빨간색 선은 잔차 입니다. 이제 개별 선의 길이를 제곱하고 길이를 더하여 평균 (모델)이 데이터를 얼마나 잘 설명하는지 알려주는 값을 얻게됩니다. 작은 숫자는 평균이 데이터 점을 잘 설명하고 큰 숫자는 평균이 데이터를 잘 설명하지 않음을 나타냅니다. 이 숫자를 총 제곱합 이라고합니다 .
SStotal=∑(xi−x¯grand)2xix¯grand
이제 처리 잔차 ( 처리 레벨 의 노이즈 라고도하는 잔차 제곱) 에 대해 동일한 작업을 수행합니다 .
그리고 공식 :
SSresiduals=∑(xik−x¯k)2xik are the individual data points i in the k number of levels and x¯k the mean across the treatment levels.
Lastly, we need to determine the signal in the data, which is known as the Model Sums of Squares, which will later be used to calculate whether the treatment means are any different from the grand mean:
And the formula:
SSmodel=∑nk(x¯k−x¯grand)2, where nk is the sample size n in your k number of levels, and x¯k as well as x¯grand the mean within and across the treatment levels, respectively.
Now the disadvantage with the sums of squares is that they get bigger as the sample size increase. To express those sums of squares relative to the number of observation in the data set, you divide them by their degrees of freedom turning them into variances. So after squaring and adding your data points you are now averaging them using their degrees of freedom:
dftotal=(n−1)
dfresidual=(n−k)
dfmodel=(k−1)
where n is the total number of observations and k the number of treatment levels.
This results in the Model Mean Square and the Residual Mean Square (both are variances), or the signal to noise ratio, which is known as the F-value:
MSmodel=SSmodeldfmodel
MSresidual=SSresidualdfresidual
F=MSmodelMSresidual
The F-value describes the signal to noise ratio, or whether the treatment means are any different from the grand mean. The F-value is now used to calculate p-values and those will decide whether at least one of the treatment means will be significantly different from the grand mean or not.
Now I hope you can see that the assumptions are based on calculations with residuals and why they are important. Since we adding, squaring and averaging residuals, we should make sure that before we are doing this, the data in those treatment groups behaves similar, or else the F-value may be biased to some degree and inferences drawn from this F-value may not be valid.

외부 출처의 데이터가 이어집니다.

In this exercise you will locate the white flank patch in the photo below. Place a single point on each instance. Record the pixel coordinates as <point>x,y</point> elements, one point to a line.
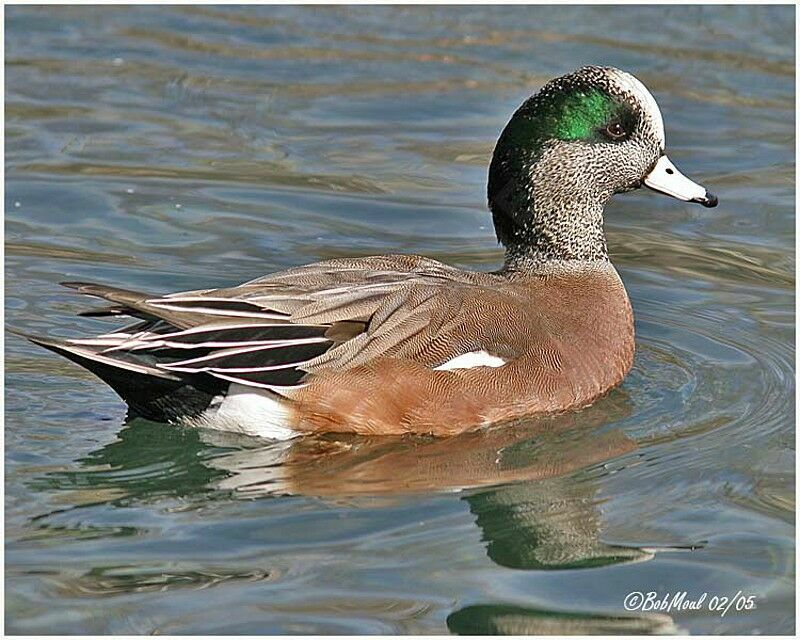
<point>470,360</point>
<point>635,86</point>
<point>249,411</point>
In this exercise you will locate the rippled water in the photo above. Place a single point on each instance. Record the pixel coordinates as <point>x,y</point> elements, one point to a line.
<point>169,148</point>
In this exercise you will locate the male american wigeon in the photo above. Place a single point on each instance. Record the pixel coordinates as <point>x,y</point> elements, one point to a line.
<point>396,343</point>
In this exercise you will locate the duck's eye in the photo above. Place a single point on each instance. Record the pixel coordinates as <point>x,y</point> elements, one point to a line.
<point>615,131</point>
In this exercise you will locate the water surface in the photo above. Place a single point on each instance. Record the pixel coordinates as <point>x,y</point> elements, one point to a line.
<point>168,148</point>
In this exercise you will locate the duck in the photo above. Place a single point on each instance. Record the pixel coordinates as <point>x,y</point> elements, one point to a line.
<point>405,344</point>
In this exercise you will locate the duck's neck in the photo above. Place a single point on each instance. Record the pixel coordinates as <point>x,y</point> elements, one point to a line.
<point>557,232</point>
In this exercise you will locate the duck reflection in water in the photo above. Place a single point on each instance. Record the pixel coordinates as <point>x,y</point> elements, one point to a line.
<point>521,482</point>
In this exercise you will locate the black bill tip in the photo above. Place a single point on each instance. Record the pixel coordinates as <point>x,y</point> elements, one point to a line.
<point>709,200</point>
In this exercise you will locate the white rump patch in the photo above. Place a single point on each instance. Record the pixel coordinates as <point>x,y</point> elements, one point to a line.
<point>249,411</point>
<point>470,360</point>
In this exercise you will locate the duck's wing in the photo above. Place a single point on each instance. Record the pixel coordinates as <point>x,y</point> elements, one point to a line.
<point>274,331</point>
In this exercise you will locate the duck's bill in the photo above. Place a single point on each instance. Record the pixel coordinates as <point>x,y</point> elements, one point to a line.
<point>664,177</point>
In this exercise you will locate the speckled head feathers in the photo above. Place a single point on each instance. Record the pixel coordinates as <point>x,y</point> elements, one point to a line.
<point>582,138</point>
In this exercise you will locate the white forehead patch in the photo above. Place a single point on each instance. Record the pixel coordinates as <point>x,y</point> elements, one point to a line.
<point>633,85</point>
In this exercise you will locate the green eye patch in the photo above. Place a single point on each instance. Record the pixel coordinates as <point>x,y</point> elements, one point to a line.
<point>578,115</point>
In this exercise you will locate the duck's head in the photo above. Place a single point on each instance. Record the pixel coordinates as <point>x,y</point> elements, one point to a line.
<point>566,151</point>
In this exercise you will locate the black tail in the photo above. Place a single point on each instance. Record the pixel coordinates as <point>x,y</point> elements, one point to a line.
<point>151,393</point>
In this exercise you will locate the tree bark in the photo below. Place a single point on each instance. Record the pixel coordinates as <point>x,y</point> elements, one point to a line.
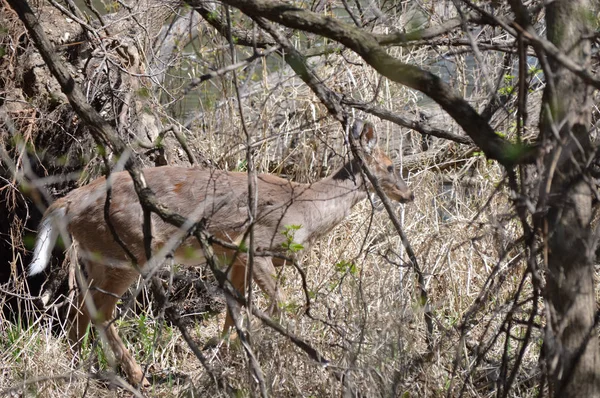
<point>571,344</point>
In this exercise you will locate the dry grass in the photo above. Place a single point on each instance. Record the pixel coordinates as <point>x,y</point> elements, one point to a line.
<point>365,317</point>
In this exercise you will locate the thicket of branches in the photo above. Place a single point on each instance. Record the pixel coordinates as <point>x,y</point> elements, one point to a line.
<point>484,286</point>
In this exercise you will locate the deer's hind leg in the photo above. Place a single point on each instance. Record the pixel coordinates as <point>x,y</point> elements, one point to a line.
<point>98,299</point>
<point>263,274</point>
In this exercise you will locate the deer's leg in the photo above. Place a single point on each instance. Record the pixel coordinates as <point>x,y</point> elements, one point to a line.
<point>98,302</point>
<point>265,277</point>
<point>263,274</point>
<point>237,277</point>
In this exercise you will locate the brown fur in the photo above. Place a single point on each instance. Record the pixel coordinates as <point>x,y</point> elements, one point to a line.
<point>221,198</point>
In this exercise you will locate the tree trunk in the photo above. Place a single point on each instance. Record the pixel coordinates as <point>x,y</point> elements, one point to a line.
<point>571,344</point>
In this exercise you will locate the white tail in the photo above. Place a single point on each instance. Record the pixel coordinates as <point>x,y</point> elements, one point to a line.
<point>219,197</point>
<point>47,234</point>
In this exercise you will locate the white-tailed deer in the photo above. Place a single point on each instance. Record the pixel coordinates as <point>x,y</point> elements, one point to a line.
<point>218,197</point>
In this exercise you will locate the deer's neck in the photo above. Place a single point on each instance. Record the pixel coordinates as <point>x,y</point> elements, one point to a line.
<point>333,198</point>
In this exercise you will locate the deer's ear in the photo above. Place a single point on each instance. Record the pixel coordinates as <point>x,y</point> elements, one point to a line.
<point>365,133</point>
<point>368,138</point>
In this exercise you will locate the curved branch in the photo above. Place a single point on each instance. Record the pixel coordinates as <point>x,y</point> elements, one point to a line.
<point>367,46</point>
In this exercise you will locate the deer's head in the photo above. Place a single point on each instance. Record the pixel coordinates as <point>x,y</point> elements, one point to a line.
<point>380,164</point>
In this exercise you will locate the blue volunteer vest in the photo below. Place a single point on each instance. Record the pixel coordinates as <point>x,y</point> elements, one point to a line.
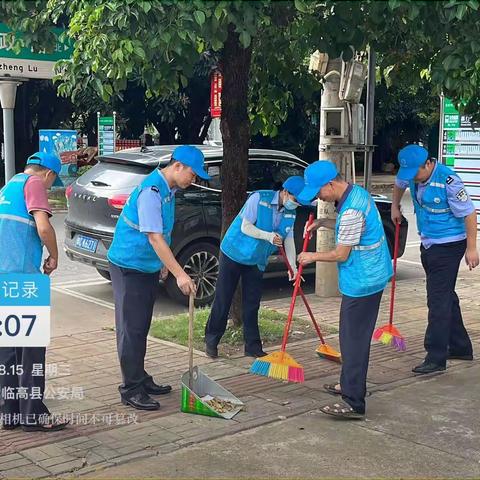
<point>434,216</point>
<point>368,268</point>
<point>251,251</point>
<point>20,245</point>
<point>130,248</point>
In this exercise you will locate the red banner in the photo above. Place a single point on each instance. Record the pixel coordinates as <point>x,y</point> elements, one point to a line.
<point>216,95</point>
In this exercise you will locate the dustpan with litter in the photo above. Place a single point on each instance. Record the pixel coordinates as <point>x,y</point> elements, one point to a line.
<point>200,394</point>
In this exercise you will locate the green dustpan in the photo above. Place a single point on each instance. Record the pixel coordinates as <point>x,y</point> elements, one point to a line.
<point>198,388</point>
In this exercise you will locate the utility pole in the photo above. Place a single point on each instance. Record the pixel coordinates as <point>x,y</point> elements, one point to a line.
<point>332,132</point>
<point>341,134</point>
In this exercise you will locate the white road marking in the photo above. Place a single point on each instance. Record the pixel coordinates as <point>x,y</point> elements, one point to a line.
<point>410,262</point>
<point>87,298</point>
<point>85,281</point>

Edit: I added two paragraphs to address the OP's question 2 and 1 more specifically.
Normality assumption:
The mean (or expected value) is often used in statistics to describe the center of a distribution, however it is not very robust and easily influenced by outliers. The mean is the simplest model we can fit to the data. Since in ANOVA we are using the mean to calculate the residuals and the sums of squares (see formulae above), the data should be roughly normally distributed (normality assumption). If this is not the case, the mean may not be the appropriate model for the data since it wouldn’t give us a correct location of the center of the sample distribution. Instead once could use the median for example (see non parametric testing procedures).
Homogeneity of variance assumption:
Later when we calculate the mean squares (model and residual), we are pooling the individual sums of squares from the treatment levels and averaging them (see formulae above). By pooling and averaging we are losing the information of the individual treatment level variances and their contribution to the mean squares. Therefore, we should have roughly the same variance among all treatment levels so that the contribution to the mean squares is similar. If the variances between those treatment levels were different, then the resulting mean squares and F-value would be biased and will influence the calculation of the p-values making inferences drawn from these p-values questionable (see also @whuber 's comment and @Glen_b 's answer).
This is how I see it for myself. It may not be 100% accurate (I am not a statistician) but it helps me understanding why satisfying the assumptions for ANOVA is important.